New projects in the pipeline have similar needs for metadata:
All of these projects require that the DDX content of some part of a Hyrax server be collected. Both the EML work and the THREDDS Catalog Metadata will likely need to ingest the entire DDX holdings of a server.
I posit that it is not going to be effective to build THREDDS catalogs dynamically for each request received. This would mean opening all of the data files in a collection (potentially thousands) and reading enough data to build the DDX and then returning that to the THREDDS catalog response builder. The overhead for this on a busy service would be unacceptable, not to mention the fact that there would be a significant amount of building identical responses.
I think similar arguments exist for the EML project, WCS, and possibly the image services.
Which brings me to my point:
- Do we need to build a metadata data cache within Hyrax?
- I think the answer is YES.
The community of data providers is maturing. Major projects such as IOOS and OOI are driving forward with the cyber infrastructure for the sharing of data between nearly disjoint fields of study. The regional OOS systems in NOAA are building web applications that utilize catalog and dataset metadata to drive their applications.
Other software such as the TDS are clearly using the metadata content to provide higher level services.
What results, or products, would we want to get from this?
THREDDS Catalog Metadata
I think that for datasets that support the CF=1.0 and UDD 1.0 conventions we extract most, if not all, of the information needed for the THREDDS catalog metadata from the dataset DDX.

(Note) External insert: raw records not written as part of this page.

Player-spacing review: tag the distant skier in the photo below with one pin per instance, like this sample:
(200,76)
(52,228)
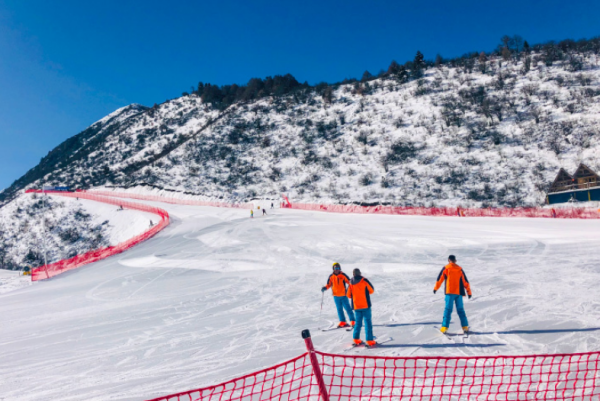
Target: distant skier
(338,282)
(456,284)
(359,292)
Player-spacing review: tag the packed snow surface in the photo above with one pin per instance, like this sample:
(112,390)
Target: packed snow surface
(217,294)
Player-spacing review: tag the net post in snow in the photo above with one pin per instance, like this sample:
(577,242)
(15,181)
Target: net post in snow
(315,365)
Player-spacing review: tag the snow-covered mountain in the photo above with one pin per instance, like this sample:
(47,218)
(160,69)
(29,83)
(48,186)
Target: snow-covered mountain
(481,131)
(36,228)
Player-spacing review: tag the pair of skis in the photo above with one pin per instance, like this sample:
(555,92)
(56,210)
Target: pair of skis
(464,335)
(362,344)
(366,346)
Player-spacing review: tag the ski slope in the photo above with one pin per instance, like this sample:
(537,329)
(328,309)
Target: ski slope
(217,294)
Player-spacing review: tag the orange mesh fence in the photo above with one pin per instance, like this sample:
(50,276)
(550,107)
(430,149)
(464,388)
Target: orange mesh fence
(571,213)
(172,200)
(327,377)
(291,380)
(545,377)
(64,265)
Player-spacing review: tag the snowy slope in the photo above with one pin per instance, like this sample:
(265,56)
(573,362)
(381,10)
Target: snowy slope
(480,134)
(217,294)
(72,227)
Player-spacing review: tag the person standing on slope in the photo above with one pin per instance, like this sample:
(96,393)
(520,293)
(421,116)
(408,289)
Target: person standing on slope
(338,281)
(359,292)
(457,286)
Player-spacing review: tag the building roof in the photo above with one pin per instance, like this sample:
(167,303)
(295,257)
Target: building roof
(584,171)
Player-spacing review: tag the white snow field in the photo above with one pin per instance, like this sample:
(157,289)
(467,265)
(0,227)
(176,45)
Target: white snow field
(217,294)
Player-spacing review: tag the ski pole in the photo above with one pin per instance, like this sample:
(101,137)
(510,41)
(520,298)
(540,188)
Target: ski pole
(321,311)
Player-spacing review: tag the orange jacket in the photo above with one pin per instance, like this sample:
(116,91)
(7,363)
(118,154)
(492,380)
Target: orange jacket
(338,282)
(359,291)
(456,280)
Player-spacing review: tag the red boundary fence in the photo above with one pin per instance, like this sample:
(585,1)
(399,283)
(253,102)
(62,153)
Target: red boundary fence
(316,375)
(53,269)
(571,213)
(166,199)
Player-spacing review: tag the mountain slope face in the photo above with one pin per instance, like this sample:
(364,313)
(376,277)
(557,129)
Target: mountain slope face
(492,133)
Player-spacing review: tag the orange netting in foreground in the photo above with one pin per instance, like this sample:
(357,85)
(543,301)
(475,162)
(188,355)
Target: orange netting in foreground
(321,376)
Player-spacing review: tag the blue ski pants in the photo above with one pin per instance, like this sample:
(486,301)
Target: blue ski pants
(342,303)
(451,299)
(363,314)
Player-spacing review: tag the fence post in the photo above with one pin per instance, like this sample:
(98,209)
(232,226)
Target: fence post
(315,364)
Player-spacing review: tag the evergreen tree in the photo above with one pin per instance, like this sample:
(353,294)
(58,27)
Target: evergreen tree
(366,76)
(418,65)
(393,68)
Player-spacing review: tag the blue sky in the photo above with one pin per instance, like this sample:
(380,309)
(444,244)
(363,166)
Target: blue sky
(66,64)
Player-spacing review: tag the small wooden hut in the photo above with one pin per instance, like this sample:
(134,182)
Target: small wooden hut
(562,182)
(585,178)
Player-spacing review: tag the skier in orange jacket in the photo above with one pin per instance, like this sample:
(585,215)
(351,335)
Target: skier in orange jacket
(457,286)
(338,281)
(359,292)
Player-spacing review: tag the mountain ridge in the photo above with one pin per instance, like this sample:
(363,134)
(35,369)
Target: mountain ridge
(432,140)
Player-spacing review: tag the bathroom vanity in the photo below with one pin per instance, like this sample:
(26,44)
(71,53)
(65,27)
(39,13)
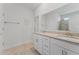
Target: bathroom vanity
(56,44)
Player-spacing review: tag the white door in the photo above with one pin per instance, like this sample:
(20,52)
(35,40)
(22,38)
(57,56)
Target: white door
(1,33)
(12,34)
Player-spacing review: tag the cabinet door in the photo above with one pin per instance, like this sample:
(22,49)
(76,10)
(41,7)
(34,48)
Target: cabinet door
(45,45)
(68,52)
(38,43)
(55,50)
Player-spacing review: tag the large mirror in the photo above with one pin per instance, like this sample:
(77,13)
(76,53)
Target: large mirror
(69,18)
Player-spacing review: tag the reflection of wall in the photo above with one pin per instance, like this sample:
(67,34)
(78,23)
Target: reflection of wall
(74,23)
(52,21)
(16,34)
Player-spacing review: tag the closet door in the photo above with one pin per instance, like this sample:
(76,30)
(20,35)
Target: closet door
(1,32)
(12,33)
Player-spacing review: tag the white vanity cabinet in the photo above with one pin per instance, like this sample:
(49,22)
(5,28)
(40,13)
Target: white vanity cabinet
(59,47)
(45,44)
(38,43)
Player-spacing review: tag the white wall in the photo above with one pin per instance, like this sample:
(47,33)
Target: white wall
(74,22)
(16,34)
(47,7)
(52,21)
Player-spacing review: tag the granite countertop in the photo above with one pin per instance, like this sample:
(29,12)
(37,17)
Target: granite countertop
(61,36)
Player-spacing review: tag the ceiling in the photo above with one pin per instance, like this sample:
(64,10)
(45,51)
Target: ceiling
(32,6)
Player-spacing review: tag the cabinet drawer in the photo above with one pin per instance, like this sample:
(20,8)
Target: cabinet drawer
(65,44)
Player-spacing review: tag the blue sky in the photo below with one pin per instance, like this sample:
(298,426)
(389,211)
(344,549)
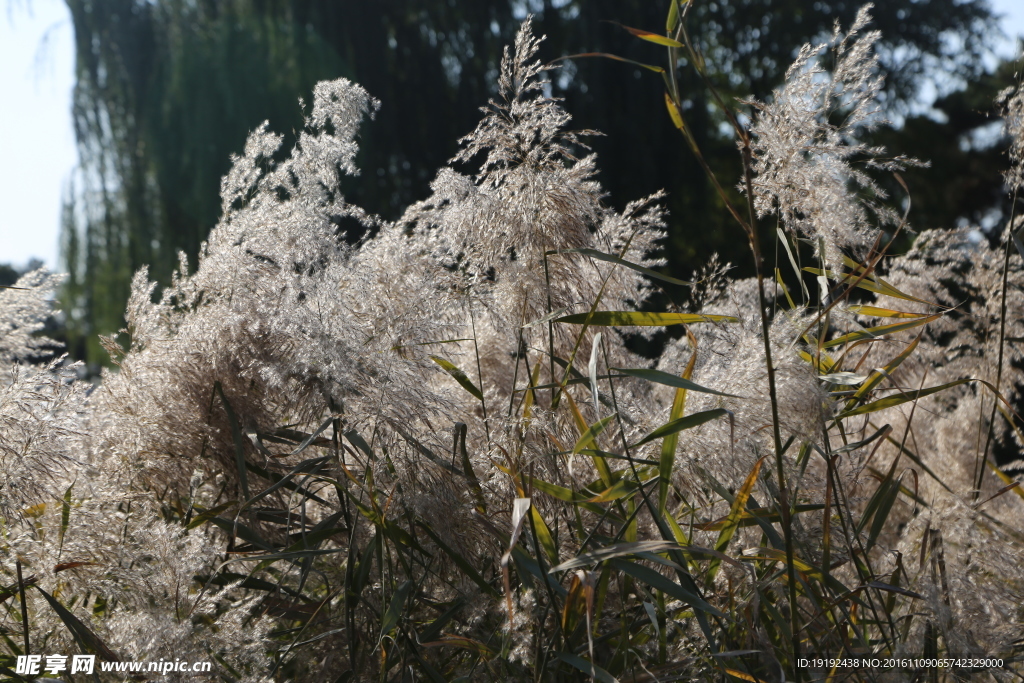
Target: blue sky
(37,143)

Based on work done by Roland Schwietzer it looks like we could use some smart crawling of the DDX's and interrogation of the datasets to build NcML files that define simple aggregations.
API level access to the metadata collection without the penalty of crawling through the data for every metadata activity. This might be the biggest benefit in that it could promote more handlers to provide metadata driven services.
By caching all of the DDX content apart from the source data and keeping it either in memory or "closer" at hand than in the original data source we should be able to provide significantly improvements in response times and processing for metadata (DDX, DDS, DAS, and THREDDS) requests.
We could home grow our own.
James has been working with a crawler that caches content. This could potentially be used to build a metadata cache. The idea here would be to allow the C++ API to load DDX (documents? Memory objects?) from a cache and then utilize them in the C++ programing environment.
NoSQL Database of some sort
What might we use for a key?
- ResourceID: /data/nc/coads_climatology.nc
- Request URL: http://myserver.com/opendap/data/nc/coads_climatology.nc.dds
- URL + query string? http://myserver.com/opendap/data/nc/coads_climatology.nc.dds?SST
Semantic Web & RDF Triple Store
We could extend the semantic repository tools that have been developed for WCS. The DDX document would be converted to their RDF representation and placed in a Triple Store (Semantic Repository). New inferencing rules, queries, and (java) software could be written to create new products.
- Do they scale?
- How hard is it to add inferencing and queries to the system?
- As of now this appears to be a java only implementation.
We could use a relational database to hold the metadata content. At this point I don't even have an idea for a database schema...
- Is installing PostgreSQL or the equivalent an undo burden for users?